'Today' show covers seafood mislabeling


SeafoodSource staff

Published on
December 10, 2012

The National Fisheries Institute (NFI) and its Better Seafood Board (BSB) got some national attention today, as part of a segment on seafood mislabeling featured on NBC’s “Today” show.

The segment, narrated by NBC reporter Anne Thompson, highlights a new study by conservation group Oceana, which accused restaurants and fish markets nationwide, including in New York City, of product mislabeling.

The report showed 58 percent of samples taken from New York were inaccurately labeled. In most cases, the report found, cheaper fish was being sold under the label of a more expensive species.

For example, the report found, what consumers thought was halibut and snapper was in fact the cheaper blueline tilefish, and sushi restaurants which said they were selling white tuna were found to in fact be selling escolar, a fish that is known for its laxative properties.

In addition to financial unfairness, the report identified some health risks, such as some varieties of fish with high mercury content being mislabeled, a practice that could place pregnant women at risk.

“The companies that do things right feel a disadvantage when either their competitors or their customers mislabel a product for financial gain,” NFI President John Connelly said in the televised report. “It’s just wrong.”

The BSB is a watchdog group the NFI has put together to bring more awareness to mislabeling, a problem which the report described as a perennial issue that demands consumers pay more attention to where their fish is coming from. All NFI members are required to become members of the BSB, and ensure that they are labeling their seafood in accordance with state and federal law.

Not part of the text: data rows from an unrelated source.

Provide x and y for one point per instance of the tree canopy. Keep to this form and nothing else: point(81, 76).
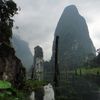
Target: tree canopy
point(8, 9)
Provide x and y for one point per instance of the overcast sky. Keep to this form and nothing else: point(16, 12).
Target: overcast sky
point(37, 21)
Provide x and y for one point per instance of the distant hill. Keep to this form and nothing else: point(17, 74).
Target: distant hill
point(75, 45)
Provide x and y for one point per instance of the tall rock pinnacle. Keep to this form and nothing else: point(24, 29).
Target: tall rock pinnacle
point(75, 45)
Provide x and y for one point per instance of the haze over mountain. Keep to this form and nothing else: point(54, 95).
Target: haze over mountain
point(75, 45)
point(23, 51)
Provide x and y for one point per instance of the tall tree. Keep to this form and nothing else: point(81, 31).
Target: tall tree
point(8, 9)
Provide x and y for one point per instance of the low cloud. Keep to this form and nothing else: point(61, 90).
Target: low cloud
point(37, 20)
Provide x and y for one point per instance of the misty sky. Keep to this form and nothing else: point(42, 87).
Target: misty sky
point(37, 21)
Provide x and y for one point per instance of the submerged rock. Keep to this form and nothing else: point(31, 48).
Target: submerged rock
point(45, 93)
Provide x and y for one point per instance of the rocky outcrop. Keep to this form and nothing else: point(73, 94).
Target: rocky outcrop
point(11, 68)
point(75, 45)
point(38, 67)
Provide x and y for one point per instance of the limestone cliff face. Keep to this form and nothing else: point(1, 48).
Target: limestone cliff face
point(75, 45)
point(11, 68)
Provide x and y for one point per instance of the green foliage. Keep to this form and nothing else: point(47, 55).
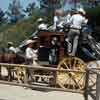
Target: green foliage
point(95, 11)
point(22, 29)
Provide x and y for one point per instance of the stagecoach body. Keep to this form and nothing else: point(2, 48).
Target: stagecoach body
point(74, 74)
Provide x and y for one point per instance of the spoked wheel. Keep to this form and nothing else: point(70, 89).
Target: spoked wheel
point(93, 76)
point(71, 80)
point(20, 74)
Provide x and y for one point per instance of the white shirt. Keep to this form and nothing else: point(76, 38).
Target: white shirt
point(12, 49)
point(56, 21)
point(67, 19)
point(77, 20)
point(42, 26)
point(31, 54)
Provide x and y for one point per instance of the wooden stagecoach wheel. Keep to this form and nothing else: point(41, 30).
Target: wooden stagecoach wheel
point(71, 80)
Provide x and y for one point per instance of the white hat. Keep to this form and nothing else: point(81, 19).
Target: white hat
point(11, 43)
point(35, 37)
point(81, 10)
point(40, 19)
point(29, 41)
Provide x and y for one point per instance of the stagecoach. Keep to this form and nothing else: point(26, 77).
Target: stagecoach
point(62, 70)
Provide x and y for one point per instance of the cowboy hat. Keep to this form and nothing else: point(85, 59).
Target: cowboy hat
point(10, 43)
point(29, 42)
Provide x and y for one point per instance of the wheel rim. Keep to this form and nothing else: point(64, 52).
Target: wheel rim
point(93, 76)
point(71, 80)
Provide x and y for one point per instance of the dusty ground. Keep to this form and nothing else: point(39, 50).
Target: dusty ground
point(8, 92)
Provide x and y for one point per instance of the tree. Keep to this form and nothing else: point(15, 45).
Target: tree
point(15, 11)
point(1, 16)
point(30, 8)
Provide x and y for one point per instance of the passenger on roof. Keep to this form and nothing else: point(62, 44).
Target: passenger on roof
point(42, 24)
point(77, 20)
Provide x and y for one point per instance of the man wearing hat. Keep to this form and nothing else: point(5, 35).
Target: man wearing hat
point(11, 47)
point(31, 54)
point(76, 22)
point(42, 25)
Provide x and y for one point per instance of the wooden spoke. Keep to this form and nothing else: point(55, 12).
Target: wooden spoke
point(92, 76)
point(71, 80)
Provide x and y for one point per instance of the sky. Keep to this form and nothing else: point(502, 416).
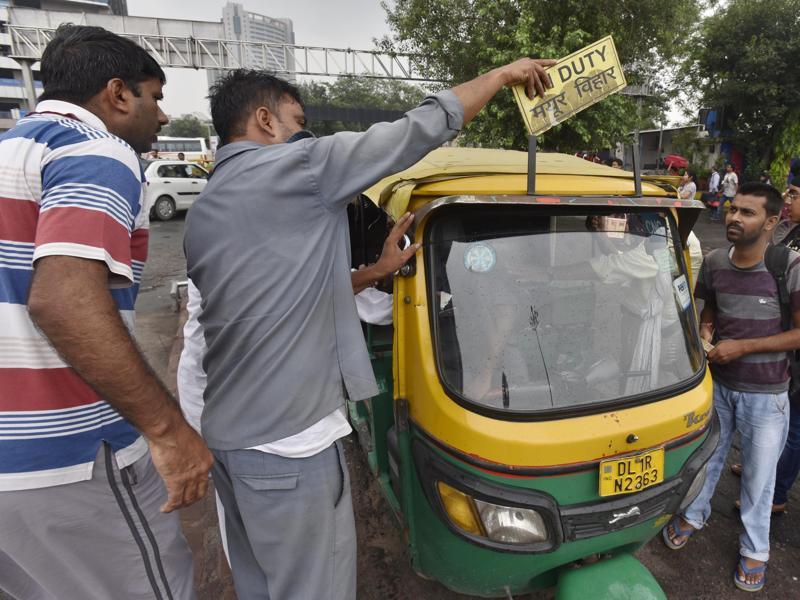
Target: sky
point(332, 23)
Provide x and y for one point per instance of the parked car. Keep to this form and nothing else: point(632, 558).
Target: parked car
point(172, 185)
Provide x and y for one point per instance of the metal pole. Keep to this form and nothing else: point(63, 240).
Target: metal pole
point(531, 165)
point(27, 82)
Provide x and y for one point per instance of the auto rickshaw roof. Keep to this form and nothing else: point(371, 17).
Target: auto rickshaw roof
point(480, 171)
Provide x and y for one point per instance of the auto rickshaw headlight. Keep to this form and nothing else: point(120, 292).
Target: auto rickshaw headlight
point(694, 489)
point(510, 524)
point(459, 508)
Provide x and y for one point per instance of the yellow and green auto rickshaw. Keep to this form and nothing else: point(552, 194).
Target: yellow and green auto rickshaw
point(544, 403)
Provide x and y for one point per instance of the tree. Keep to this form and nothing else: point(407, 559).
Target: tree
point(185, 126)
point(460, 39)
point(744, 60)
point(358, 92)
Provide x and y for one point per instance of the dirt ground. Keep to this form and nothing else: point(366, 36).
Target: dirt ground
point(703, 570)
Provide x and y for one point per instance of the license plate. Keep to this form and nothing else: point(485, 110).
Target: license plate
point(632, 473)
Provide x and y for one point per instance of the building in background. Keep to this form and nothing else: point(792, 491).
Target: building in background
point(239, 24)
point(111, 7)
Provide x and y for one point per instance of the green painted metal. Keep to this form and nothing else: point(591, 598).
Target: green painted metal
point(469, 568)
point(621, 577)
point(439, 553)
point(373, 418)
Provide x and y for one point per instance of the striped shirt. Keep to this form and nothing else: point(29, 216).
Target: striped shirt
point(68, 187)
point(748, 307)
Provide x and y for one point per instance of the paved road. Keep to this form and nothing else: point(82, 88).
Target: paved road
point(702, 570)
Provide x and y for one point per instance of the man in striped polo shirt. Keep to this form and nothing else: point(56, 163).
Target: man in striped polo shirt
point(742, 317)
point(82, 506)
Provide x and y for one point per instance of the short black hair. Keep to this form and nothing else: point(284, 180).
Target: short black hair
point(234, 96)
point(79, 61)
point(774, 202)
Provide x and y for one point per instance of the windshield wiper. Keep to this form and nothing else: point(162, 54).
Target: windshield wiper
point(535, 325)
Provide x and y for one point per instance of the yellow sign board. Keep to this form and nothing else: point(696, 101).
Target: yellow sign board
point(579, 80)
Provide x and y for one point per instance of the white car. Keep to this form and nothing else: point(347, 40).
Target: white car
point(172, 185)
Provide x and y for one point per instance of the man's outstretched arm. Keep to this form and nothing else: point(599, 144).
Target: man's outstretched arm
point(70, 302)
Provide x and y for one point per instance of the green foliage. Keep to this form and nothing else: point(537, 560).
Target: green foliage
point(186, 126)
point(358, 92)
point(746, 59)
point(460, 39)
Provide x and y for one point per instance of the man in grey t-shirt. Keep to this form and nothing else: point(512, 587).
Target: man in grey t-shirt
point(267, 246)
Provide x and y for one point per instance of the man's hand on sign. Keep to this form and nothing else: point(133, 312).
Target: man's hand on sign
point(393, 257)
point(531, 72)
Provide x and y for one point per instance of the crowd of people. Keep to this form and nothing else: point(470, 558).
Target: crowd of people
point(96, 454)
point(105, 455)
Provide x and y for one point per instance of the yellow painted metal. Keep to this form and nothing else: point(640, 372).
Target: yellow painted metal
point(460, 171)
point(448, 171)
point(524, 444)
point(459, 508)
point(631, 473)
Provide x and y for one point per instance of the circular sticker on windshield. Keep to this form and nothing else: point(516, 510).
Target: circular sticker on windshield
point(480, 258)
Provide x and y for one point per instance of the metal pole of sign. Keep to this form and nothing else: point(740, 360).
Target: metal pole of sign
point(531, 165)
point(637, 170)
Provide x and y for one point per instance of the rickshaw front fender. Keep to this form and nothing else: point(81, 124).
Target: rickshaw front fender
point(621, 577)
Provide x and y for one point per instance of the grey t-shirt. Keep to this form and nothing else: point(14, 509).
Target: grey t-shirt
point(267, 245)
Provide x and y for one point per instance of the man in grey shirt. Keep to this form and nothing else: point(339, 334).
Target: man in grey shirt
point(267, 246)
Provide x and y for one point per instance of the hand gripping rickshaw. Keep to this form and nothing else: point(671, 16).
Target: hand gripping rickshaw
point(544, 402)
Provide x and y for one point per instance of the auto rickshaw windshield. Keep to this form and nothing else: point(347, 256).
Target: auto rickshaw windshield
point(534, 312)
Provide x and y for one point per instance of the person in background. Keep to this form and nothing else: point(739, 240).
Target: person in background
point(688, 187)
point(695, 256)
point(267, 247)
point(83, 501)
point(750, 369)
point(787, 233)
point(713, 180)
point(730, 183)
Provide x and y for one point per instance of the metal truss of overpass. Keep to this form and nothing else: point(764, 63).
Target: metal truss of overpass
point(27, 43)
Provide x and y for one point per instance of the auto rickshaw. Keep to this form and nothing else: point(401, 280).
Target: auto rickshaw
point(544, 402)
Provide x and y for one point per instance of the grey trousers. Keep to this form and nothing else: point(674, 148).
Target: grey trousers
point(99, 539)
point(289, 524)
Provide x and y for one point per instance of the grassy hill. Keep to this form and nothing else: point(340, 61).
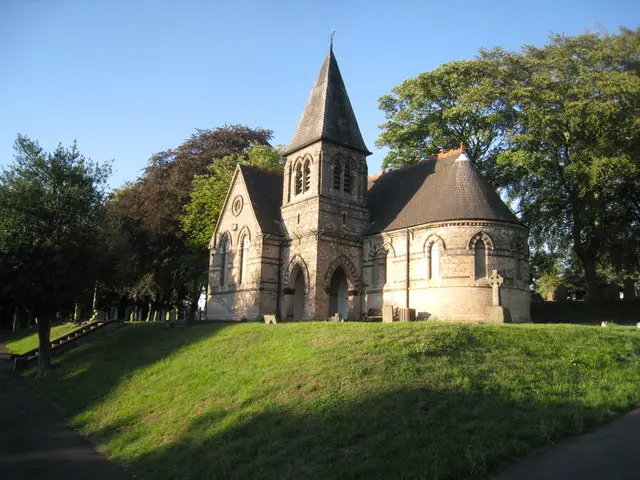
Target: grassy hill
point(341, 400)
point(27, 339)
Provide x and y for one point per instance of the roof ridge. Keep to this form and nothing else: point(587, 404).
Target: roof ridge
point(260, 169)
point(435, 156)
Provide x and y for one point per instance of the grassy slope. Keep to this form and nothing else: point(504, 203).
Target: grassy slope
point(27, 339)
point(326, 400)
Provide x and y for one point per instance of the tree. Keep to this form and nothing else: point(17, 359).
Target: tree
point(210, 190)
point(51, 208)
point(573, 165)
point(458, 102)
point(556, 128)
point(164, 268)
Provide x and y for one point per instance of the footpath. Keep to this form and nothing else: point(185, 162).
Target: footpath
point(611, 451)
point(35, 443)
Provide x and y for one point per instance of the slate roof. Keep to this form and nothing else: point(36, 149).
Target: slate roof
point(445, 187)
point(328, 114)
point(265, 194)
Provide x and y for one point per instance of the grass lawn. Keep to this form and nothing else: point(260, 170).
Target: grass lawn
point(341, 400)
point(27, 339)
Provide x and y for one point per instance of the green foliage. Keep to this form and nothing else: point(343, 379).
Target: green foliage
point(24, 340)
point(546, 284)
point(327, 400)
point(573, 163)
point(458, 102)
point(210, 190)
point(156, 261)
point(556, 127)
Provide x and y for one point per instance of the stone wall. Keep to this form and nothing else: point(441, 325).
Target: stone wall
point(324, 225)
point(256, 294)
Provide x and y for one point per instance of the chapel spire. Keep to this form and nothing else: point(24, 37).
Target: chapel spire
point(328, 115)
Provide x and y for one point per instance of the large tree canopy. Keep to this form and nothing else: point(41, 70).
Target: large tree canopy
point(210, 190)
point(51, 211)
point(163, 267)
point(573, 165)
point(557, 127)
point(459, 102)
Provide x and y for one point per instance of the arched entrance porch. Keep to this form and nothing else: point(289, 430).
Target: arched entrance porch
point(339, 294)
point(295, 295)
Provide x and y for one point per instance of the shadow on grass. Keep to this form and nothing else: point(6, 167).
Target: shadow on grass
point(464, 430)
point(577, 312)
point(413, 433)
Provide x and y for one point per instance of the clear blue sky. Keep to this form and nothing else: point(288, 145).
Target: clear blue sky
point(128, 78)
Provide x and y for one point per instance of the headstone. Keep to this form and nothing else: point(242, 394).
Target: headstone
point(16, 322)
point(498, 314)
point(406, 314)
point(387, 314)
point(560, 293)
point(495, 280)
point(629, 289)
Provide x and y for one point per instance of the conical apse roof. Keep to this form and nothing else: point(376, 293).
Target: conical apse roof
point(328, 114)
point(446, 187)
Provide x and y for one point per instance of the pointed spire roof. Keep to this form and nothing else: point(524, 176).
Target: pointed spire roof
point(328, 114)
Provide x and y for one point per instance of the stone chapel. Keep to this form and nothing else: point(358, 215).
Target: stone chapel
point(323, 238)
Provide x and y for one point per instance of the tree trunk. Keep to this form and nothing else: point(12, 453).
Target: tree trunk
point(44, 353)
point(16, 323)
point(591, 277)
point(95, 297)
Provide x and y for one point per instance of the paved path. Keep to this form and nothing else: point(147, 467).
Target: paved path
point(34, 442)
point(611, 451)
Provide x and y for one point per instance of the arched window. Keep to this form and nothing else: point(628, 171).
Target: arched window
point(434, 261)
point(224, 259)
point(244, 253)
point(337, 175)
point(298, 179)
point(480, 259)
point(380, 269)
point(307, 175)
point(347, 178)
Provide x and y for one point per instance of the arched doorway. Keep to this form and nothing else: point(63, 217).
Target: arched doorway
point(339, 294)
point(296, 294)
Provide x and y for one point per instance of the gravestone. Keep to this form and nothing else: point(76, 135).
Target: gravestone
point(560, 293)
point(496, 313)
point(387, 314)
point(629, 289)
point(406, 314)
point(496, 281)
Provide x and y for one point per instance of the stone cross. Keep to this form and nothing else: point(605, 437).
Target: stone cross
point(495, 280)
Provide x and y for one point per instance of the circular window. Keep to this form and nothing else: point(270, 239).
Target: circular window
point(236, 206)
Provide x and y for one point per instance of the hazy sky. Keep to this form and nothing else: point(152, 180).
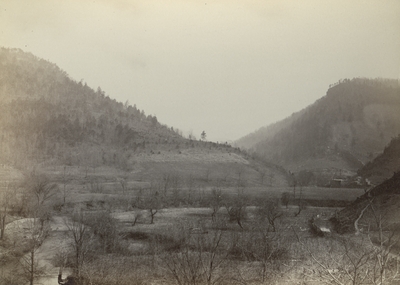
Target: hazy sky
point(223, 66)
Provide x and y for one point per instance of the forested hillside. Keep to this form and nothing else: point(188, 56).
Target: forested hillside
point(385, 164)
point(343, 130)
point(47, 118)
point(44, 113)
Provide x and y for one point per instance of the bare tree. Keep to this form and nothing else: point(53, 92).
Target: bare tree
point(199, 258)
point(153, 203)
point(41, 188)
point(6, 197)
point(215, 202)
point(80, 236)
point(269, 210)
point(36, 234)
point(236, 208)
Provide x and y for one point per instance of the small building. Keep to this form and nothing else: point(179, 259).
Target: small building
point(336, 183)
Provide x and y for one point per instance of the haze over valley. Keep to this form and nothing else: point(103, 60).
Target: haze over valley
point(188, 142)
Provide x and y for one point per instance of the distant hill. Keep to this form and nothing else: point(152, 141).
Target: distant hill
point(50, 121)
point(380, 202)
point(337, 134)
point(384, 165)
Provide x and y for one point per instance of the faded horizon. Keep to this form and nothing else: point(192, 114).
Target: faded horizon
point(225, 67)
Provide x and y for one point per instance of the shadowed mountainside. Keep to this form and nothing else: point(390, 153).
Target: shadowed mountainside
point(341, 131)
point(380, 205)
point(383, 166)
point(48, 120)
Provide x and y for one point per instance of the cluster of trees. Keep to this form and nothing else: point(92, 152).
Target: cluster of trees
point(43, 111)
point(313, 132)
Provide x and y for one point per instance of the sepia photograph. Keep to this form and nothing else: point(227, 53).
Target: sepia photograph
point(191, 142)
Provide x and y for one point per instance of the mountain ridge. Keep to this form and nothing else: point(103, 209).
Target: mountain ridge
point(343, 130)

“Consumers should ask their restaurant or retailer if they are a member of the Better Seafood Board and if the answer is no, they should ask why not?” BSB Secretary Lisa Weddig said in a statement.

This week, a similar mislabeling investigation by the Boston Globe identified a number of Boston-area restaurants which mislabeled fish offerings. The BSB, in response, praised the Globe’s attention to the matter, but in a statement, decried the paper’s blaming of a Massachusetts supplier, which the BSB did not find mislabeled anything.